El comportamiento dispar entre los diferentes sectores del consumo marca la pauta de una economía en transición. De acuerdo con las mediciones oficiales y privadas, los ajustes de tarifas y los servicios fijos lideraron cómodamente las subas, compensando la relativa calma que mostraron los productos de consumo masivo.

Los rubros calientes de junio: tarifas, educación y prepagas

La cima de los incrementos mensuales estuvo dominada por el bloque de los servicios regulados. El rubro de Vivienda, agua, electricidad y gas se posicionó como el principal motor de la suba, impulsado por el retiro gradual de subsidios y la actualización de los cuadros tarifarios en todo el territorio nacional.

A este pelotón se sumaron dos sectores clave para la clase media:

  • Educación: empujada por los nuevos cuadros arancelarios autorizados para los colegios de gestión privada.
  • Salud: con ajustes sostenidos en las cuotas de la medicina prepaga y una escalada preocupante en el valor de los medicamentos, que se encarecen por encima del promedio y asfixian los presupuestos de los jubilados y pacientes crónicos.

La contraparte que permitió sostener el índice a la baja fue la división de Alimentos y bebidas no alcohólicas. Este rubro clave se mantuvo sumamente contenido durante junio, con la única excepción de las verduras y ciertos productos frescos que sufrieron saltos puntuales debido a factores climáticos y estacionales.

¿Qué proyectan las consultoras para el mes de julio?

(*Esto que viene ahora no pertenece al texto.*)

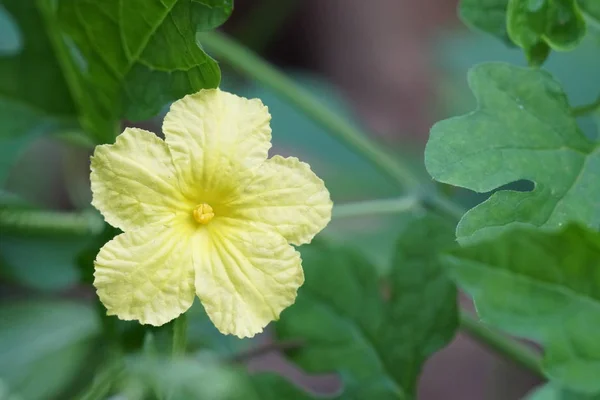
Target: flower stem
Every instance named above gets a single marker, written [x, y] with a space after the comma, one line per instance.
[254, 67]
[519, 353]
[373, 207]
[42, 222]
[180, 335]
[250, 64]
[586, 109]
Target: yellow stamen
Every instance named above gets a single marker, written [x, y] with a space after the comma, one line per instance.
[203, 213]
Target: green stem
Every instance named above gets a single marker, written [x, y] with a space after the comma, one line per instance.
[586, 109]
[250, 64]
[373, 207]
[180, 335]
[519, 353]
[42, 222]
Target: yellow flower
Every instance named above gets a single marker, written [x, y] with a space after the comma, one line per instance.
[205, 213]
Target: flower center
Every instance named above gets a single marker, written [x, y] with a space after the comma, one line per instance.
[203, 213]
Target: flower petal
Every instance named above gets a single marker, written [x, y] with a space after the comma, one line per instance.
[213, 135]
[287, 195]
[134, 183]
[245, 275]
[146, 275]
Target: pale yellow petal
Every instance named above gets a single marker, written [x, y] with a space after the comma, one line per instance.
[134, 183]
[245, 275]
[288, 196]
[215, 135]
[146, 275]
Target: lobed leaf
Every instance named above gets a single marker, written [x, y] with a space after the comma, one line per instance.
[486, 15]
[522, 129]
[127, 59]
[545, 287]
[377, 345]
[540, 25]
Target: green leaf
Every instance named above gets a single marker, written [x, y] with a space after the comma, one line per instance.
[377, 345]
[551, 391]
[591, 8]
[200, 377]
[34, 98]
[33, 92]
[545, 287]
[43, 345]
[486, 15]
[48, 263]
[522, 129]
[558, 24]
[129, 59]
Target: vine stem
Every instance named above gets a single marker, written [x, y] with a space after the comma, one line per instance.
[180, 335]
[248, 63]
[43, 222]
[373, 207]
[586, 109]
[518, 352]
[253, 66]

Para el mes en curso, el consenso de los analistas económicos y las principales consultoras privadas anticipa un escenario de continuidad. Se estima que la inflación de julio oscilará en un rango de entre el 1,9% y el 2%, consolidando el piso técnico en el que se ha asentado el índice general de precios.

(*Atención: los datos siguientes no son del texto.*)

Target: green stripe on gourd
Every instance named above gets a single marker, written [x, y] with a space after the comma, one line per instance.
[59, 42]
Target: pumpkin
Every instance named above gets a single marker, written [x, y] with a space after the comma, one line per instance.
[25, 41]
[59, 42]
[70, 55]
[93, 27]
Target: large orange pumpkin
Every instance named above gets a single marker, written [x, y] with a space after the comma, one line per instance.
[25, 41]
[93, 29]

Sin embargo, las proyecciones advierten sobre tres factores de presión que marcarán el termómetro de julio: el impacto del receso invernal sobre los precios vinculados al turismo y la recreación, las nuevas actualizaciones programadas en el transporte público de pasajeros y el arrastre de los combustibles. La evolución de las naftas seguirá atada no solo a las decisiones fiscales del Gobierno, sino también a la volatilidad del precio internacional del barril de petróleo.